When we observe our words carefully we open our understanding to our culture.
Consider how in the USA we use the following phrases. Each one is a clue to our cultural code.
“When I grow up”
It is quite typical for people in the USA to jokingly say “I don’t really know what I want for my life but when I grow up I will….!”
The quest for eternal adolescence is at the core of the culture.
Traits like always seeking new frontiers to cross, challenging authority, and mistakes warranting a second chance are part of the USA culture and quintessential adolescent characteristics.
So too with the drive for independence as seen in the statement “Nobody tells me what to do.” Another illustration of the drive for eternal youth noted by a French person who told a friend of mine “You Americans dress like adolescents.”
“What’s he worth?”
The ultimate scorecard for a person’s value in the USA is how much money they have. On the East coast it is “old” money that is a barometer of status. Then there are those who have pulled themselves up by their own bootstraps to “new” money. They are determined to have “made it”. Having money is also proof that the person has value in the world.

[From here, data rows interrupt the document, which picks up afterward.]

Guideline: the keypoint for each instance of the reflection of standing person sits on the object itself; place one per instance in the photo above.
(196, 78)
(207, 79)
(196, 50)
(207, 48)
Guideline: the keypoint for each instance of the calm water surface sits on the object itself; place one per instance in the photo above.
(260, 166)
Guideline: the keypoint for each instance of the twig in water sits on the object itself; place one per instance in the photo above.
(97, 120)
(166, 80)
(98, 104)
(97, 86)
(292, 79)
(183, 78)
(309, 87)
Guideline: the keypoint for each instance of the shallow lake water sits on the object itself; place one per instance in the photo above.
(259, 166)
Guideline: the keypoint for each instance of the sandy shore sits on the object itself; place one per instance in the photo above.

By contrast, a homeless or unemployed person is deemed to have little worth to society.
“Time is money”
The USA typically has a very linear view of time. Time is seen as scarce and it needs to be managed carefully. We feel panicked when we perceive it as being wasted or in short supply as seen in “There are never enough hours in the day for me to….” Hence we find a nation of over-scheduled, stressed out citizens always scampering from A-B.
Contrast the above belief about time with cultural beliefs in our new home in Mexico. The watchword here could be “There is plenty of time. Relax.”
One could set out on an errand and meet friends along the way and stop and have a long unplanned meal with them. People jokingly ask, “Do you mean Mexico or USA time?” In another instance, the board of directors of a global parent company asked a recently acquired Mexican business
“You made $50 million profit last year. You now need to make $100 million profit next year.”
The Mexicans asked “Why? We are a successful company. Was not $50 million enough?”
A word of caution.
Not every person in a culture behaves in exactly the same way. But there are deeply embedded assumptions in every culture that shape behavior to some degree or another. So,
Listen to language that provides a key to the heart of a culture.
What words and phrases do you (or your culture) unconsciously use that drive your behavior?